Talvez Montserrat e Emma fossem reconhecíveis, pensou Dalmau. Com toda a
certeza, disse para si, e sorriu ao mesmo tempo que dava um pontapé na folha caída
de uma árvore. Quem podia esquecê-las ali de pé, em cima do eléctrico? No
entanto, confundiram-se rapidamente com as outras que se encontravam no mercado
da Boqueria ou nas Ramblas: mulheres como tantas outras, vestidas com saia
comprida até aos artelhos, avental e camisa, de um modo geral com as mangas
arregaçadas. As mais velhas costumavam ter a cabeça coberta com um lenço, em
geral negro; as outras apanhavam o cabelo num carrapito, sem chapéu. Eram
mulheres radicalmente diferentes das que se podiam ver a deambular pelo Paseo
de Gràcia, ricas e elegantes.
Todos os dias, quando ia ou vinha
por aquela grande artéria da Cidade Condal, Dalmau entretinha-se a contemplar
as senhoras que passeavam, orgulhosas, por entre amas vestidas de branco com os
seus bebés, cavalos e carruagens. O peito, o ventre e as nádegas; diziam que
esses eram os três padrões pelos quais se devia julgar a mulher ideal. A moda
feminina tinha evoluído com o modernismo, tal como a arquitectura e as outras
artes, e foi substituindo as peças medievais, rígidas, usadas durante a última
década do século anterior, por outras que revelavam mulheres vivas, com os
corpetes a realçarem as formas naturais dos corpos numa espécie de serpentear
maravilhoso: seios espetados; ventres planos, comprimidos, e atrás as nádegas,
empinadas, como se estivessem dispostas a atacar a qualquer momento. Quando
tinha tempo, Dalmau sentava-se num dos bancos do Paseo e fazia esboços a lápis
daquelas mulheres, embora na sua imaginação costumasse evitar a vestimenta e as
desenhasse nuas. Não queria limitar-se àquilo que os corpetes e os vestidos
insinuavam. Os pés, as pernas, os tornozelos, sobretudo os tornozelos, finos e
magros, com os tendões tensos como cordas; mãos e braços.

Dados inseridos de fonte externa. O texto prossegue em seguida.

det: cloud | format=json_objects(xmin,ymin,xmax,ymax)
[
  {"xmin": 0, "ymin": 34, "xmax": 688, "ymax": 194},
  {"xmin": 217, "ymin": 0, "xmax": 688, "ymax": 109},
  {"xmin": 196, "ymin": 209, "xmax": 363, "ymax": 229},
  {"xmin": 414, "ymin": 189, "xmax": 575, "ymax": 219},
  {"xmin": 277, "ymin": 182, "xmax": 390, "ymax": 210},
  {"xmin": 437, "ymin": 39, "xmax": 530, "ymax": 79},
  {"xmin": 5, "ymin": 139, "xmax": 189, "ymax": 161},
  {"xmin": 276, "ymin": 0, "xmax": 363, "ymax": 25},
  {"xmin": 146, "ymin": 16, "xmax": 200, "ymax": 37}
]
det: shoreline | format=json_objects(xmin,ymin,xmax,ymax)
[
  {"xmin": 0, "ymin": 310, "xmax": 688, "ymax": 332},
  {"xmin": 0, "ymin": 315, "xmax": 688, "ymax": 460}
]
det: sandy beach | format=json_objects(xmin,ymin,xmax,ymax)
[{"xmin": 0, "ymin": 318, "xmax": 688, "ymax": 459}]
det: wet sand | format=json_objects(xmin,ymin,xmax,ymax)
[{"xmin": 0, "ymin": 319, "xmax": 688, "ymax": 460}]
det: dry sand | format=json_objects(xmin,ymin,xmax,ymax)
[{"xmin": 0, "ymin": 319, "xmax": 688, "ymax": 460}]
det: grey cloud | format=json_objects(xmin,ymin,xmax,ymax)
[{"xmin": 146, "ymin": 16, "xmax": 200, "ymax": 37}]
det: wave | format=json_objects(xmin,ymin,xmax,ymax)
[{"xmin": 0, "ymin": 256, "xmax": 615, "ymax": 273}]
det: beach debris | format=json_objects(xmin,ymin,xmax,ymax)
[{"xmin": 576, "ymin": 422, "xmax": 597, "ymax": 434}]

E os pescoços! Porquê
reparar só naqueles três critérios: peito, ventre e nádegas? Gostava do nu
feminino, mas infelizmente não tinha oportunidade de trabalhar com modelos
despojadas de roupa; o seu mestre, don Manuel
Bello, proibira-o. Nus masculinos, sim; femininos, não. Se ele não o fazia,
contrapunha o mestre, não seria Dalmau a fazê-lo. Era compreensível para quem
conhecesse a mulher de don Manuel, zombava
Dalmau às escondidas. Burguesa, reaccionária, conservadora, católica
recalcitrante (até à medula!), virtudes estas que partilhava com o marido, a
mulher agarrava-se à moda velha, abandonada há alguns anos, e ainda usava a
crinolina, uma espécie de armação que se atava à cintura para que a saia ficasse
bojuda atrás.
Tal qual um caracol!, troçava,
quando explicava a Montserrat e a Emma. Tudo para a frente e uma espécie de
carapaça que lhe sai do rabo e que carrega aonde quer que vá. Acreditam que sou
incapaz de a imaginar nua? As duas riram. Nunca tiraste a carapaça a um
caracol?, perguntou-lhe a irmã. Pois pões um pouco de cabelo a essa lesma em
vez dos cornichos e aí tens a tua burguesa nua, babando-se como todas elas». In Ildefonso
Falcones, O Pintor de Almas, Suma das Letras, 2020, ISBN 978-989-665-961-5.